Texas Gov. Unveils Plan To Reduce Property Taxes | Texas Public Radio

Texas Gov. Unveils Plan To Reduce Property Taxes

Jan 16, 2018

Governor Greg Abbott plans to take another shot at reducing property tax rates after the state legislature rejected similar plans last session.   

 

A bitter cold front blanketing much of Texas in snow and ice isn’t slowing down Abbott’s push to reduce local property taxes.  The governor announced at a Houston news conference his office’s plan to cut local property taxes.

 

“It doesn’t matter if it’s rain, snow, sleet or hail; Texas legislators are going to be responsive to this pressing demand that Texans have to lower their property taxes,” Abbott said.

 

Abbott’s announcement took place in the home of Houston resident David Garcia, who talked about the financial issues a family of five deals with on one income.

 

“I know the struggle of working hard to get ahead, to make a little more each year to feed and clothe a growing family.
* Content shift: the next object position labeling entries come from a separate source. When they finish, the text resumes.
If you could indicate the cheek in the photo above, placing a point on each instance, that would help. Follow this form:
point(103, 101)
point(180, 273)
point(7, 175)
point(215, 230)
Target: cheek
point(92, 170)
I know the joy of getting that small raise, that little promotion that might mean just a little bit of wiggle room in the budget and I know the frustration of seeing my property taxes balloon out of control, increasing just over 45-percent in the last four years,” Garcia said.

 

Abbott’s plan, which is part his re-election campaign, aims to reduce local city and county spending by reducing the rate at which local government can grow. The plan would require local government to not raise property tax rates by more than 2.5 percent of revenue generated the previous year.

 

“Now this isn’t some new novel idea — at least 15 states across the country have a cap like this on property tax growth,” Abbott said.

 

But state Rep. Diego Bernal, D-San Antonio Democrat and vice chair of the House Committee on Public Education, said there is an even simpler solution to decreasing local property taxes and that’s increasing state funding for local school districts.

 

“Look, the state used to fund the public schools up to 50 percent of all school finance dollars. Now it's down to 36 percent and that’s forced local school districts to have to raise their taxes to generate the revenue that they are not getting from the state,” Bernal said.

 

Bernal said property taxes are too high, but added that’s because Abbott and the Republican Legislature rely on rising school district property tax collections to balance the state budget. He said the current Abbott tax plan would only minimally reduce the average homeowner’s property taxes.

 

“This is mostly cosmetic. If you really want the taxpayer to feel it, to say, ‘Wow, look at my bill, it is remarkably different, I can breathe a lot easier,’ school finance is the only way to really do that,” Bernal said.

 

Abbott said under the plan, cities and counties would be allowed to exceed a 2.5 percent revenue cap for public safety and infrastructure needs, like hiring additional police officers and firefighters to keep up with population growth, but only with local voter approval.